If you find anything useful please let me know, once i have found something i will also post.

if your network team is allowing unauthenticated access out to albert.apple.com on port 443 it should be working. you shouldn't have to re-enroll as long as the MDM profile shows up in sys prefs. can you connect the machine to am ISP line ? if the token comes down it would lead me to think that there is still an issue with your network.

I am still waiting for mine to be opened, I will let you know if t works.

We were getting to albert.apple.com as we have allowed unauth traffic to apple, but not receiving the token back.

What have found is we are inspecting SSL traffic, which was breaking the response from albert.apple.com somehow.
We have allowed ssl tunneling to *.apple.com which seems to be working for us, so if you are inspecting SSL traffic that might be an issue for you aswell?

I guess the next question is it a once off activation or does it need to happen every single time a mac is imaged?

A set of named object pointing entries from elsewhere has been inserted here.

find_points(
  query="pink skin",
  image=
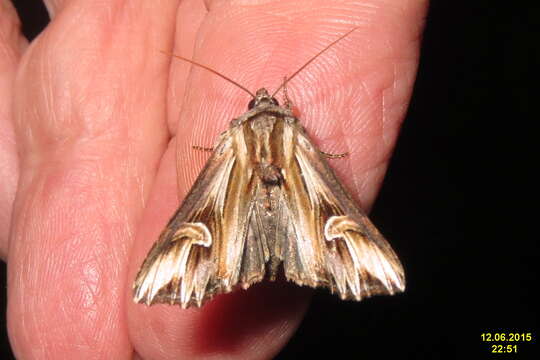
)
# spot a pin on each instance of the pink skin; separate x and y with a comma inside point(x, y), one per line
point(94, 120)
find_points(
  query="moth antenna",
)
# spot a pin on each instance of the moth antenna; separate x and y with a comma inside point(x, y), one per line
point(313, 58)
point(209, 69)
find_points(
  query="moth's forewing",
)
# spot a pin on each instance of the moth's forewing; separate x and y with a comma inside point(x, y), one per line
point(266, 196)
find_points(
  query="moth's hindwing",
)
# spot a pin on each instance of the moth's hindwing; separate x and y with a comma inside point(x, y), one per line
point(267, 197)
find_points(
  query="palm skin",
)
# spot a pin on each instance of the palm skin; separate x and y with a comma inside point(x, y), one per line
point(96, 123)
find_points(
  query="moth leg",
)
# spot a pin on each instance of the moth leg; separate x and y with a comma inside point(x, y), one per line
point(334, 156)
point(202, 148)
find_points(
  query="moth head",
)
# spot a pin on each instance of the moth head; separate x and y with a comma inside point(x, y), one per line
point(262, 97)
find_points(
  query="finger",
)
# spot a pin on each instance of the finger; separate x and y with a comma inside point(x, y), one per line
point(351, 99)
point(90, 123)
point(11, 44)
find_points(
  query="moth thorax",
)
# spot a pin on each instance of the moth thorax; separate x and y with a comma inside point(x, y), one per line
point(270, 174)
point(262, 97)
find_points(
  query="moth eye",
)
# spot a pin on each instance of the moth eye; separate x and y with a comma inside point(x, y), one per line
point(252, 103)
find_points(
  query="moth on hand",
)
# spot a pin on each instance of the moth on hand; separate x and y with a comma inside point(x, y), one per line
point(267, 201)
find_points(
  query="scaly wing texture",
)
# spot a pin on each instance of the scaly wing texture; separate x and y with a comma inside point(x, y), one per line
point(204, 250)
point(330, 241)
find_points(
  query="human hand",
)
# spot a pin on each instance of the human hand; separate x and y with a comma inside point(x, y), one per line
point(91, 114)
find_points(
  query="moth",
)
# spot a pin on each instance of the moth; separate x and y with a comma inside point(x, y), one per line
point(267, 201)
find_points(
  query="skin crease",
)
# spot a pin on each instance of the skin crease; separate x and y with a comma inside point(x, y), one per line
point(97, 120)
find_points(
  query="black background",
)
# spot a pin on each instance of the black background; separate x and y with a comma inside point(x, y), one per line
point(457, 287)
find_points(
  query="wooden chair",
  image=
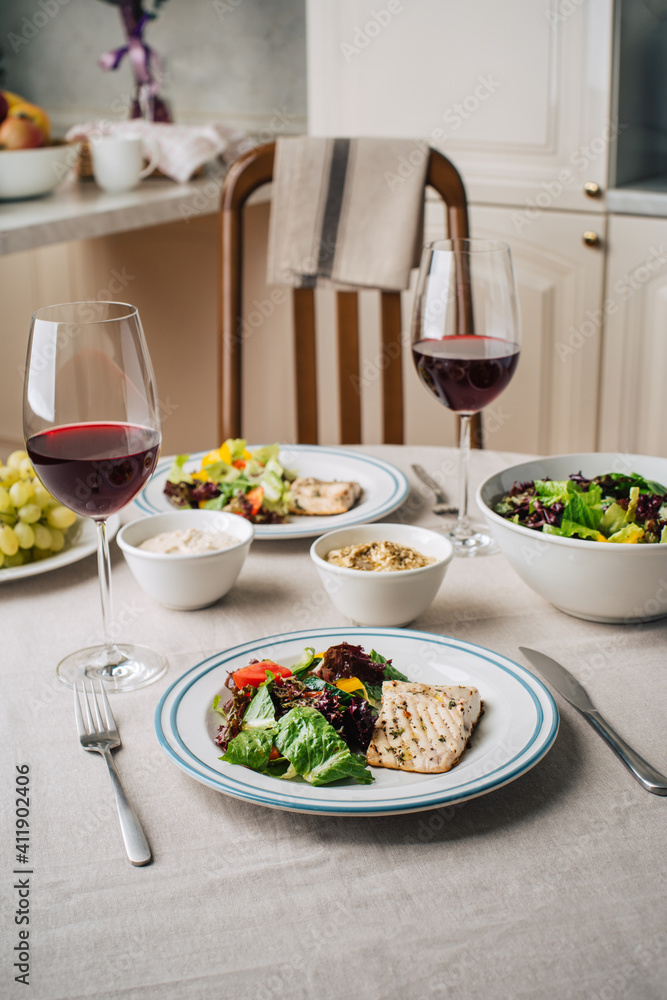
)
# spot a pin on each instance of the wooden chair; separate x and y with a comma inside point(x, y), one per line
point(248, 173)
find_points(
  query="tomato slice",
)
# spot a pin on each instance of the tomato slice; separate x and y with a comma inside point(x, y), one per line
point(255, 497)
point(255, 673)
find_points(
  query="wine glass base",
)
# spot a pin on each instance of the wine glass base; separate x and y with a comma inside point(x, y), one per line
point(136, 667)
point(473, 542)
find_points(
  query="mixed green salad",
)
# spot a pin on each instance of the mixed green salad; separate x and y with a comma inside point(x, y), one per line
point(610, 508)
point(252, 484)
point(313, 720)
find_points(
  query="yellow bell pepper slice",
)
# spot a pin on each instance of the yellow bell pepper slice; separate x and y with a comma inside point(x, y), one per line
point(350, 685)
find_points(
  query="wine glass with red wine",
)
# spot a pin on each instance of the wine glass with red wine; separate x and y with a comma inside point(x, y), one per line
point(91, 421)
point(465, 345)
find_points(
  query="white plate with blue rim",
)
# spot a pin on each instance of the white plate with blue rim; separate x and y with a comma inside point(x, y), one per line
point(518, 727)
point(384, 488)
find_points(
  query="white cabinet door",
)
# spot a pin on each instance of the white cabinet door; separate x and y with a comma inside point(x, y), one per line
point(551, 404)
point(633, 412)
point(516, 93)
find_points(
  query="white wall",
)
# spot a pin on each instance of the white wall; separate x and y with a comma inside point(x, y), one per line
point(236, 60)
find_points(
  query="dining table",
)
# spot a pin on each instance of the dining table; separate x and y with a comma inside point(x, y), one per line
point(551, 886)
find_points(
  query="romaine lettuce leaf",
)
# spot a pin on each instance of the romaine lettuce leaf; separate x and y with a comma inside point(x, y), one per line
point(585, 508)
point(261, 711)
point(251, 748)
point(613, 519)
point(315, 750)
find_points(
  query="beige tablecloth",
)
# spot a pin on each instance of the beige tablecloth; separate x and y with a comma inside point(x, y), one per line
point(551, 887)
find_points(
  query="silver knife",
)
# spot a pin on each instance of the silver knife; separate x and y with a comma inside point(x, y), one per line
point(571, 689)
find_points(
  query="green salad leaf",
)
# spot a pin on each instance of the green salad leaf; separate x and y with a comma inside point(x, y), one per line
point(315, 750)
point(251, 748)
point(261, 712)
point(553, 491)
point(305, 662)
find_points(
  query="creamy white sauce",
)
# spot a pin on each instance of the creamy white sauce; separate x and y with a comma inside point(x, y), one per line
point(188, 541)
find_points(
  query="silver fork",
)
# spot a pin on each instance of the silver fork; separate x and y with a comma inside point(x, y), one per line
point(442, 506)
point(103, 737)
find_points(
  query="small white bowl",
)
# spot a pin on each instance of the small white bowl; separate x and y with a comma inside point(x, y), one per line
point(597, 581)
point(189, 581)
point(382, 598)
point(29, 173)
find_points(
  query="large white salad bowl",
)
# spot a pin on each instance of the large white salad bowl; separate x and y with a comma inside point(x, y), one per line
point(597, 581)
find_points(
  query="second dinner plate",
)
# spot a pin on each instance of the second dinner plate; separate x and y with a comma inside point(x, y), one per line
point(384, 488)
point(517, 729)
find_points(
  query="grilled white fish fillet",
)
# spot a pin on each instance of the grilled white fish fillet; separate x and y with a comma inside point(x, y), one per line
point(423, 727)
point(315, 496)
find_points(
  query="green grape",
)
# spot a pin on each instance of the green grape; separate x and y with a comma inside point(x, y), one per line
point(57, 540)
point(60, 517)
point(9, 543)
point(30, 513)
point(25, 535)
point(42, 537)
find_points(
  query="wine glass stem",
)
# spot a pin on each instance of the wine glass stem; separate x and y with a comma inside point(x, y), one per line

If you reimage the machine then yes because config profiles need get installed on it again.

Hobbs155 - Every time a MAC is imaged or reimaged it will need to communicate with Apple to receive the APN Token at albert.apple.com port 443. I am still waiting on my connection to albert to be turned on, I also captured (2) 17. subnets that might need to be opened if albert.apple.com doesn't work for me.

I will update this post as soon as i get results from my test.

We had this issue for some MDM capable macs. The following command in a policy fixed it:

jamf mdm

The only way we were able to get it to work was to open port 5223 on our firewall, to apple's 17.0.0.0/8. We now get our token every time consistently on 10.8.

However, 10.7 machines don't get the token and I cannot figure it out.

We also allow unauthenticated access to albert.apple.com via the proxy.

We have allowed 5223, 2195 and 2196 to 17.0.0.0/8 but it appears it is trying to use 443, from what i can read this is a fall back port if 5223 is unreachable.